Grâce à ces données, les responsables des ressources humaines peuvent déterminer quelles sont les meilleures stratégies de réduction des coûts à déployer selon l'endroit où se trouvent leurs employés, et selon s'ils s'attendent ou non à ce que ces employés se rendent au travail, etc.

Les salariés australiens sont les plus fortement impactés par l'inflation

Statistiques pertinentes : selon 75 % des salariés australiens, les coûts associés à leur travail ont augmenté au cours de l'année écoulée.

Il s'agit du taux le plus élevé de tous les pays étudiés dans le cadre de notre enquête. Étonnement, il n'y a que deux pays où les employés ont été plus nombreux à déclarer que les coûts associés à leur travail étaient restés les mêmes ou avaient diminué au cours de cette même période : le Japon et l'Espagne.

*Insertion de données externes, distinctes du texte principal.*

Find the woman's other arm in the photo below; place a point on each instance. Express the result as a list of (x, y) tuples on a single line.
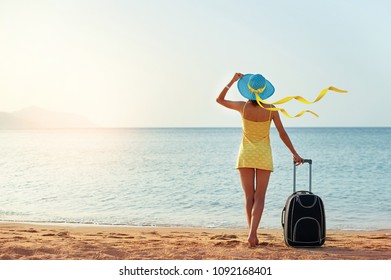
[(234, 105)]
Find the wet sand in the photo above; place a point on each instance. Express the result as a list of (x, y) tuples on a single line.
[(20, 241)]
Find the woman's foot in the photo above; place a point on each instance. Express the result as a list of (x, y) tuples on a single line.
[(252, 242)]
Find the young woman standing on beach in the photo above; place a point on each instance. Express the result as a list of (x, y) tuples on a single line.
[(255, 161)]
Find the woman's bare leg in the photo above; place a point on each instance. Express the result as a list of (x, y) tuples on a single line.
[(262, 181), (247, 177)]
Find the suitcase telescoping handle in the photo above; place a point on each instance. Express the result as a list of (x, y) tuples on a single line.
[(309, 161)]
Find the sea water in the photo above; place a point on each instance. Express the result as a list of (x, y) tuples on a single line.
[(186, 177)]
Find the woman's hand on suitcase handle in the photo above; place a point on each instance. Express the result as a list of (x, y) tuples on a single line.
[(297, 159)]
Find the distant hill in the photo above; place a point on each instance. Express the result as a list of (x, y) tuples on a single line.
[(35, 117)]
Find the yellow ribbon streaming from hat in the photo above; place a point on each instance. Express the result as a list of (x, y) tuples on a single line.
[(255, 91), (298, 98)]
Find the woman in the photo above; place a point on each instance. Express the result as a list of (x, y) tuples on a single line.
[(255, 157)]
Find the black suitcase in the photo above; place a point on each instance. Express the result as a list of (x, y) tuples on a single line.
[(303, 218)]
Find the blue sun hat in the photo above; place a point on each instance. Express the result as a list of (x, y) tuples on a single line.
[(251, 84)]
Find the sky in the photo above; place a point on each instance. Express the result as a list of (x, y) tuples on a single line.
[(162, 63)]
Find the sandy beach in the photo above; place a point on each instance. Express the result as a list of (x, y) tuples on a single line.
[(20, 241)]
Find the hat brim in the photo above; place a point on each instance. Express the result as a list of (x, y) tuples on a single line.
[(245, 92)]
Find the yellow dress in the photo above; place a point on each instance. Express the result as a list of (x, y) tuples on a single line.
[(255, 149)]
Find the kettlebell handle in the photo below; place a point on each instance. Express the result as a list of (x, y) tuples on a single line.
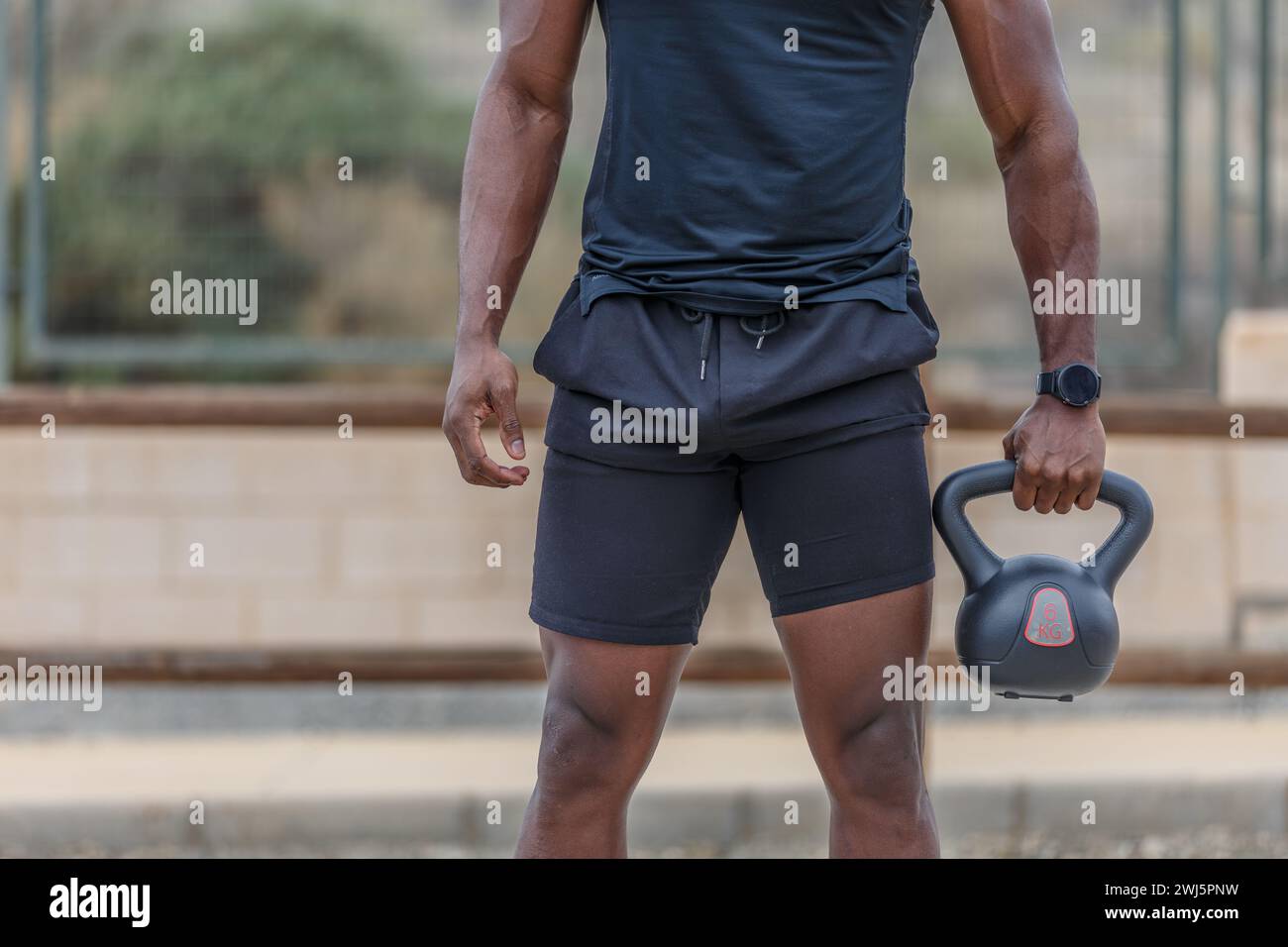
[(978, 562)]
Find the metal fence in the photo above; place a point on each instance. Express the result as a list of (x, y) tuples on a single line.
[(38, 344)]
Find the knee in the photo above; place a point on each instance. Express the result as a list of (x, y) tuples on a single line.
[(587, 754), (876, 762)]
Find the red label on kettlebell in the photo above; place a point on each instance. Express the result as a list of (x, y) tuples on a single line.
[(1050, 621)]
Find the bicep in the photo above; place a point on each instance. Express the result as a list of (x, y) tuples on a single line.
[(1013, 63), (541, 44)]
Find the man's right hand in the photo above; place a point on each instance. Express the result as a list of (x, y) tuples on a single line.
[(484, 382)]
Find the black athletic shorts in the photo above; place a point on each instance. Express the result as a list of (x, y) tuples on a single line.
[(669, 423)]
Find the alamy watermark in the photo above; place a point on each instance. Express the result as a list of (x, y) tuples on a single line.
[(913, 682), (648, 425), (179, 296), (1074, 296), (53, 684)]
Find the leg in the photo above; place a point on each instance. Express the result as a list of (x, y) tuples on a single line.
[(622, 575), (597, 736), (868, 749), (842, 543)]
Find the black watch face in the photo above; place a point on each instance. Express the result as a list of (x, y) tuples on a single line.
[(1078, 384)]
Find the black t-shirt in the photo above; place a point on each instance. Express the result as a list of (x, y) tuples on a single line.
[(752, 147)]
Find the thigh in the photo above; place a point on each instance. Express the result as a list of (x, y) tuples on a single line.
[(629, 556), (840, 523), (838, 656), (606, 702)]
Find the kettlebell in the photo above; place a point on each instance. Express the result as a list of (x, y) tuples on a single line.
[(1042, 625)]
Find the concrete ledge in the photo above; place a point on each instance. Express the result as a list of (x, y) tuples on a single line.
[(712, 789)]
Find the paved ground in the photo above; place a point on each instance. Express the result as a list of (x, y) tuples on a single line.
[(281, 772)]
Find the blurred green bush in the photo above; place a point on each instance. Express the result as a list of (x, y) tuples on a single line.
[(171, 165)]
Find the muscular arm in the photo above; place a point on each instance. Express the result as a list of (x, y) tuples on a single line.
[(516, 142), (1014, 68)]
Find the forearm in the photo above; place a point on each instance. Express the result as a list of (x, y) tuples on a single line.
[(1055, 228), (510, 171)]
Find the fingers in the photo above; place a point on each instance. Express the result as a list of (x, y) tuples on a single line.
[(1089, 486), (1046, 487), (477, 468), (1024, 489), (503, 402)]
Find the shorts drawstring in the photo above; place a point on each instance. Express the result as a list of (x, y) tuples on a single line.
[(765, 329), (706, 318)]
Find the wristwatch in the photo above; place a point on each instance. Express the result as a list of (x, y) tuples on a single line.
[(1076, 384)]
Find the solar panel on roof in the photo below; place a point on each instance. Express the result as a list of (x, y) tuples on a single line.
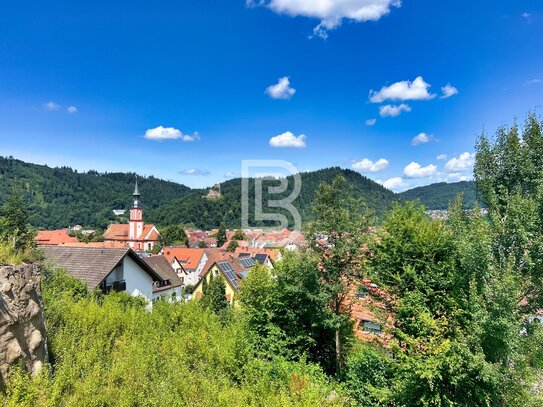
[(261, 258), (247, 262), (225, 266)]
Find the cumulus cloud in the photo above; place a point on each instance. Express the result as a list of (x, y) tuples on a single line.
[(422, 138), (281, 90), (331, 13), (456, 177), (448, 90), (232, 174), (367, 165), (288, 139), (394, 184), (194, 171), (460, 164), (51, 106), (403, 90), (161, 133), (393, 110), (535, 81), (415, 170)]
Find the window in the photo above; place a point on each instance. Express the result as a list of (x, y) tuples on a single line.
[(369, 326)]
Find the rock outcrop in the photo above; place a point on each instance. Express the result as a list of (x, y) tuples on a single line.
[(22, 328)]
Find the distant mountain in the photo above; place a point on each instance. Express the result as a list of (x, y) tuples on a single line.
[(207, 213), (61, 197), (438, 196)]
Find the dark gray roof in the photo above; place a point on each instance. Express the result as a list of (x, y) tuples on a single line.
[(92, 264), (163, 268)]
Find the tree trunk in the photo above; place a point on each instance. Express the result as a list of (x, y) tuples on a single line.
[(338, 352)]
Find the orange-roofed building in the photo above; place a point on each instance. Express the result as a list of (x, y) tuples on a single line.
[(187, 262), (370, 310), (136, 233), (113, 245), (54, 237), (273, 254)]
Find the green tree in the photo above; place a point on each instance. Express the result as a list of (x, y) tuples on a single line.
[(174, 234), (14, 225), (232, 246), (337, 236), (214, 297)]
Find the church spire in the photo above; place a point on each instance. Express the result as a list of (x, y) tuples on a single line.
[(136, 196)]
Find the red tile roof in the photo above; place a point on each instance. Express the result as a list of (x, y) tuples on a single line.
[(375, 307), (117, 245), (54, 237), (188, 257), (273, 253)]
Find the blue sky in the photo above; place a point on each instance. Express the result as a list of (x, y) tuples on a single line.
[(83, 83)]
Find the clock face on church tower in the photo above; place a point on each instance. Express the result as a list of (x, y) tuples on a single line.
[(136, 214)]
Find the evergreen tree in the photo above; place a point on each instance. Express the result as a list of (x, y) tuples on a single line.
[(14, 225), (337, 236)]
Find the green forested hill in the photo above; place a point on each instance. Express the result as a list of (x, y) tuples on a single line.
[(204, 213), (61, 197), (438, 196)]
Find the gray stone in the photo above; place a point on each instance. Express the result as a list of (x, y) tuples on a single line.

L’Australie a connu l’inflation la plus forte, et le Japon, la plus faible

Cela s'explique en partie par la façon dont les employés se rendent au bureau dans ces pays. Avec respectivement 45 % et 41 %, le Japon et l'Espagne ont les taux les plus élevés d'employés utilisant les transports publics pour se rendre au bureau. Ces derniers ne sont pas affectés de la même manière par l'inflation, comparés à une voiture personnelle. L'Espagne et l'Italie sont également les pays où les employés se rendent le plus souvent à pied au travail, ce qui permet de limiter les dépenses.

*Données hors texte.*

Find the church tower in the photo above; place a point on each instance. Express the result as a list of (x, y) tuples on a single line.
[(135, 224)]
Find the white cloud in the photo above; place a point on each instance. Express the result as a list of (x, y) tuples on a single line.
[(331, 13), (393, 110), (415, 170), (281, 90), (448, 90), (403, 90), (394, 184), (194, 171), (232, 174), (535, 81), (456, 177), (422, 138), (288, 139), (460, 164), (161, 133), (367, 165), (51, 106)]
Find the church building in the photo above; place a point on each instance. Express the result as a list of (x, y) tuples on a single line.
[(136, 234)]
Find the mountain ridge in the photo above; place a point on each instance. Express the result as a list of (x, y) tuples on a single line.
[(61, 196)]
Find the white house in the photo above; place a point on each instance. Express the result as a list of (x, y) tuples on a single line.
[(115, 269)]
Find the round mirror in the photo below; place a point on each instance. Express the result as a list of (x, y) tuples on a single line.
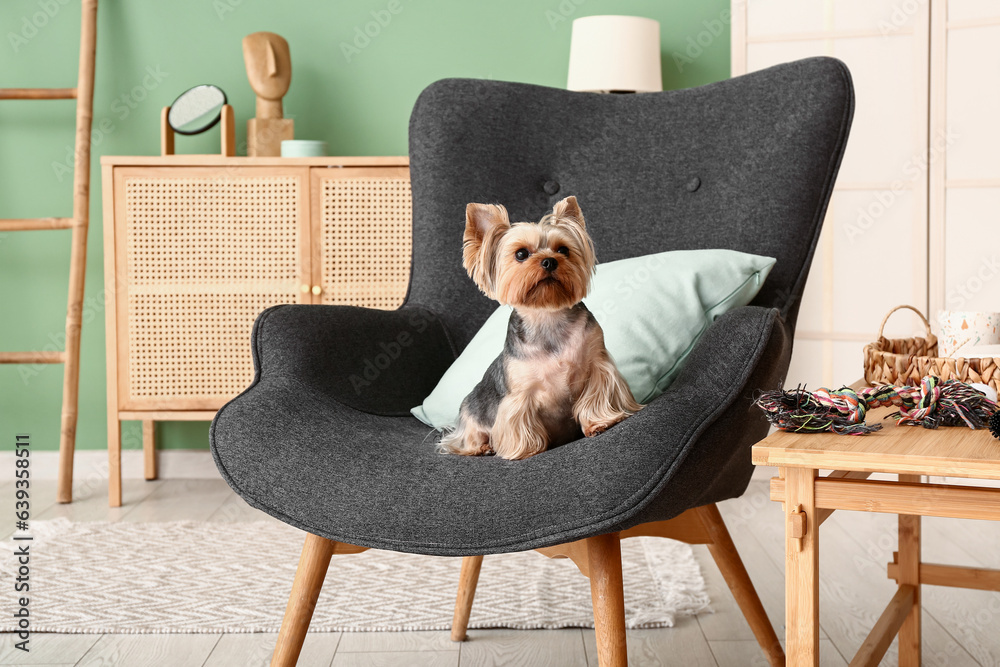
[(197, 110)]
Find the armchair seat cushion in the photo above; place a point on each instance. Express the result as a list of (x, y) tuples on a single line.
[(290, 449)]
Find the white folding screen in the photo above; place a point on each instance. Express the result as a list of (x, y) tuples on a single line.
[(965, 180), (872, 254)]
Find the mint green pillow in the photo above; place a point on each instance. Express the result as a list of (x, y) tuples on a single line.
[(653, 310)]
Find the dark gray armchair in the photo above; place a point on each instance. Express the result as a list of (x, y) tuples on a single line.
[(747, 164)]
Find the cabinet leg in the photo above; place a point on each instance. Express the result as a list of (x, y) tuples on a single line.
[(909, 573), (114, 461), (801, 568), (149, 448)]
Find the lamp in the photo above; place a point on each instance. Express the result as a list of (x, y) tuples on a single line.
[(615, 54)]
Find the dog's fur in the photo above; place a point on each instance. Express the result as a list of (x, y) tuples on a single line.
[(554, 379)]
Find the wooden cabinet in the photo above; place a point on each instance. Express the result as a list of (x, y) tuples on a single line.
[(197, 246)]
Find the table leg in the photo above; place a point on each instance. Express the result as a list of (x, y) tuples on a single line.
[(909, 573), (801, 568)]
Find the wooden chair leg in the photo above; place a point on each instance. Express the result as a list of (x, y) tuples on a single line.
[(315, 559), (466, 592), (604, 556), (731, 565)]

En outre, l'Australie a été fortement touchée par les perturbations de la chaîne d'approvisionnement et l'augmentation des coûts d'expédition. Les prix de produits tels que les aliments et le carburant y ont augmenté davantage que dans les autres pays. [1] De plus, 71 % des employés australiens indiquent que leur salaire n'a pas suivi l'inflation, ce qui les place juste derrière la France (79 %) et l'Italie (75 %) parmi les pays étudiés dans le cadre de notre enquête.

À retenir
Si votre entreprise opère en Australie (ou dans un autre pays particulièrement impacté par l'inflation) et que vous n'avez pas augmenté les salaires pour faire face à la hausse des coûts, ce sont vos employés qui en pâtissent. Il convient de se montrer proactif pour réduire les coûts associés au travail, sous peine de voir partir vos meilleurs employés.

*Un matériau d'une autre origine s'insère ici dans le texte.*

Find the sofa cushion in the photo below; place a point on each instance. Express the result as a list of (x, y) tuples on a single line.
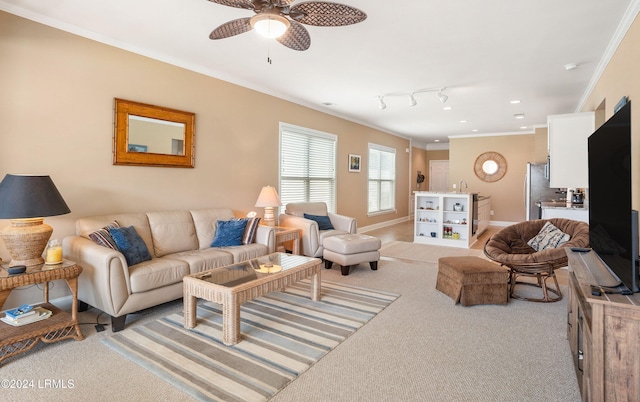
[(324, 223), (312, 208), (172, 231), (548, 237), (229, 233), (202, 260), (87, 225), (102, 236), (250, 230), (205, 222), (156, 273), (130, 244)]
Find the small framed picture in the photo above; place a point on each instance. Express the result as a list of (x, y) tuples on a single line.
[(354, 163)]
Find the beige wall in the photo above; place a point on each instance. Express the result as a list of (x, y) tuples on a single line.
[(434, 155), (507, 194), (57, 119), (419, 163)]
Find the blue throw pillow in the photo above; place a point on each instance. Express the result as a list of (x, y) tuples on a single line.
[(130, 244), (229, 233), (323, 221)]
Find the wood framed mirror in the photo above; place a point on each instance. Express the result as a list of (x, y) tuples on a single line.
[(149, 135)]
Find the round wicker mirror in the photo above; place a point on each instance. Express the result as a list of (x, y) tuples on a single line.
[(490, 166)]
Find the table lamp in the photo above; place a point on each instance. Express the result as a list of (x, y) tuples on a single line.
[(268, 199), (26, 200)]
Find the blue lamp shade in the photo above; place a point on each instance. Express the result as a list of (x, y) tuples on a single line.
[(26, 200)]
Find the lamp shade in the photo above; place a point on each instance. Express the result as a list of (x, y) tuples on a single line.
[(26, 200), (25, 196), (268, 198)]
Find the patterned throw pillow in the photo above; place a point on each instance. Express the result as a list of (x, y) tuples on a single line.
[(130, 244), (102, 236), (324, 223), (229, 233), (250, 230), (548, 237)]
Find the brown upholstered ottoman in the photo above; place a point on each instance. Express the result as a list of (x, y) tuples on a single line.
[(472, 280)]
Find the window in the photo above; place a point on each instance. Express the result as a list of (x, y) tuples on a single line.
[(307, 166), (382, 179)]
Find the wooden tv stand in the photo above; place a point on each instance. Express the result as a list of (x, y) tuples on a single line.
[(604, 336)]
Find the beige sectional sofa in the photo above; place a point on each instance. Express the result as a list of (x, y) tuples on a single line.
[(179, 244)]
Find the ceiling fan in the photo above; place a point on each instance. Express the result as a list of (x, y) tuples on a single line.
[(283, 21)]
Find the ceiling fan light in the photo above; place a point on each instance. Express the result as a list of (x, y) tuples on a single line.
[(382, 105), (412, 100), (270, 25)]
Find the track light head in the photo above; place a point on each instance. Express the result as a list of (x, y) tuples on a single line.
[(442, 97), (412, 100), (382, 105)]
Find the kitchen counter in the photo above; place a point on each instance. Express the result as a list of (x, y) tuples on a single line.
[(577, 213), (580, 207)]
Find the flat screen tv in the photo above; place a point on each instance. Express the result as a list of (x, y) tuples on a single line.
[(613, 224)]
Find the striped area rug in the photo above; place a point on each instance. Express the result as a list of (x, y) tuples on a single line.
[(284, 333)]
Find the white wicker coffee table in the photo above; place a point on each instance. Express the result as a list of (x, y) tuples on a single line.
[(235, 284)]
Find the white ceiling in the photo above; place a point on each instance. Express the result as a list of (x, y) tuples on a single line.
[(486, 53)]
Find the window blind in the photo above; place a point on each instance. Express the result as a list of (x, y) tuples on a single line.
[(307, 166)]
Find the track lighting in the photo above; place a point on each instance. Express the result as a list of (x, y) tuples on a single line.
[(412, 98), (382, 105)]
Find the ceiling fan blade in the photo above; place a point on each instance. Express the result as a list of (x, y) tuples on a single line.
[(325, 14), (248, 4), (296, 37), (231, 28)]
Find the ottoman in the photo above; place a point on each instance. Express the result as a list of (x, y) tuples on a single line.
[(472, 280), (351, 249)]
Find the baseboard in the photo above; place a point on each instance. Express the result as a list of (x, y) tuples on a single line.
[(384, 224), (501, 223)]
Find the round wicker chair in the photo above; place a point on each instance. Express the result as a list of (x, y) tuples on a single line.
[(509, 248)]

L'augmentation la plus fréquemment mentionnée est celle des produits alimentaires

Résultat pertinent : si l'on exclut le Japon, l'augmentation des prix la plus souvent mentionnée dans tous les pays étudiés dans le cadre de notre enquête concerne les denrées alimentaires.

Le changement climatique, les maladies frappant les cultures et des animaux et les perturbations de la chaîne d'approvisionnement ont tous un impact sur les prix des produits alimentaires, ce qui fait que l'épicerie est le coût le plus souvent mentionné dans tous les pays étudiés dans le cadre de notre enquête, sauf au Japon. Au Japon, davantage d'employés indiquent que ce sont plutôt le gaz, l'électricité et les autres coûts des services publics de base qui ont augmenté.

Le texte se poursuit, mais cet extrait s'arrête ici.